While the source of the virus remains unclear, officials suspect it was transmitted on the UF campus, said Tom Belcuore, director of the Alachua County Health Department. They are urging the community, especially UF students, faculty and staff, to watch for any symptoms and have them evaluated as soon as possible, said Phil Barkley, director of UF’s Student Health Care Center.
Symptoms of hepatitis A, a virus that affects the liver, include the sudden onset of fever, malaise, nausea, decreased appetite and abdominal discomfort, followed in several days by jaundice – yellow discoloration of the eyes and a darkening of the urine.
It is most commonly spread by fecal-oral transmission in areas with poor sanitary conditions or where good personal hygiene is lacking.
UF and the Alachua County Health Department are working together to isolate the source and hope to soon identify how it was contracted.
Hepatitis A has an incubation period of anywhere from 14 to 50 days, depending on the level of exposure.

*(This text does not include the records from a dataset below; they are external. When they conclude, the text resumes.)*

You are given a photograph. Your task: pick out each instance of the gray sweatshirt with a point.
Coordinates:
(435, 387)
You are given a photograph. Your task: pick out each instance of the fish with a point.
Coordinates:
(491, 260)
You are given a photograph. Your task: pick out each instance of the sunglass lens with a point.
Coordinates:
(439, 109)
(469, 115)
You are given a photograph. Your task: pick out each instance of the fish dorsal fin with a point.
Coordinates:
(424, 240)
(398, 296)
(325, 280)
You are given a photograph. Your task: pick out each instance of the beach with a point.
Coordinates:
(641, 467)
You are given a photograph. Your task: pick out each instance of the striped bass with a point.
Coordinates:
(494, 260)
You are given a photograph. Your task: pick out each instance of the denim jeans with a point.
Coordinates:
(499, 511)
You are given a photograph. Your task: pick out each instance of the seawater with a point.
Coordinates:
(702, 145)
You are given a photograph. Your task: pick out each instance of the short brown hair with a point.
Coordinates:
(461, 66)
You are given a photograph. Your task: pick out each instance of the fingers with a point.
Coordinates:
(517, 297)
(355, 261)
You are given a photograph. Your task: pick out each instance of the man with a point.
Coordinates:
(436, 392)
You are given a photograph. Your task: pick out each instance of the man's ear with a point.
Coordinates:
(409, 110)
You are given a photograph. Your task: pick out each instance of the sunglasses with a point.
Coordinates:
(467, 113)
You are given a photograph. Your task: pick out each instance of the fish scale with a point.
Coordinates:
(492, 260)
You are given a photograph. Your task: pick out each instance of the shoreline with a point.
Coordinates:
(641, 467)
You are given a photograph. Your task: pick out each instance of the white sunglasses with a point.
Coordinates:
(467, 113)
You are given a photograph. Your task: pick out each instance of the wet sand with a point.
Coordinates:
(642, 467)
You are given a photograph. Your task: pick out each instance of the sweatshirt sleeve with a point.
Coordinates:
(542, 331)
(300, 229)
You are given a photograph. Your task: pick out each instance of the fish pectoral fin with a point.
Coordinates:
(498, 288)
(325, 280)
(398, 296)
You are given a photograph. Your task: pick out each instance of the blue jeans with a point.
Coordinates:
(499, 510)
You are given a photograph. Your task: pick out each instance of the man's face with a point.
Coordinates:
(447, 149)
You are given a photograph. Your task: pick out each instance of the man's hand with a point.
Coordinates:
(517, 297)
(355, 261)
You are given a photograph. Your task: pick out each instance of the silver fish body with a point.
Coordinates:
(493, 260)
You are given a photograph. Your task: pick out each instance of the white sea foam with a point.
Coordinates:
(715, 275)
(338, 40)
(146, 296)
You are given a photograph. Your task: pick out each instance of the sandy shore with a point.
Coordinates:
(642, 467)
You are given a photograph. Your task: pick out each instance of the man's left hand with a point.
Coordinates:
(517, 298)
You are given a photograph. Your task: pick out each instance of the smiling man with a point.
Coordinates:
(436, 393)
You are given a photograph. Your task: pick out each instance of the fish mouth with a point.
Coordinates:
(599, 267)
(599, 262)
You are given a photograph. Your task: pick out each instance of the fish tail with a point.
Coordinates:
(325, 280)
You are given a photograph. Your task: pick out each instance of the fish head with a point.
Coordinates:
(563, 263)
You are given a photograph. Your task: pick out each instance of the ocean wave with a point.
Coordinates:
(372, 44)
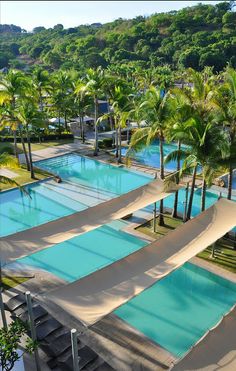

About 22,700 cases of hepatitis A are reported annually in the United States, according to the U.S. Food and Drug Administration.
The virus rarely causes death and symptoms are often mild. People who contract it sometimes exhibit no symptoms. While no treatment is available, anyone who has been in contact with a person who has the illness within two weeks of exposure can receive an immunization to prevent the disease.
Barkley said the affected students, whose names are being withheld for privacy reasons, are in good condition. All three are from the Orlando area, but the UCF student visited the UF campus in mid-September, which is why officials are uncertain as to where they may have contracted the virus. The two UF students live on campus, Barkley said.
However, Barkley emphasized that anyone with concerns about potential symptoms should see a health-care provider right away. Hepatitis A can be diagnosed with a blood test.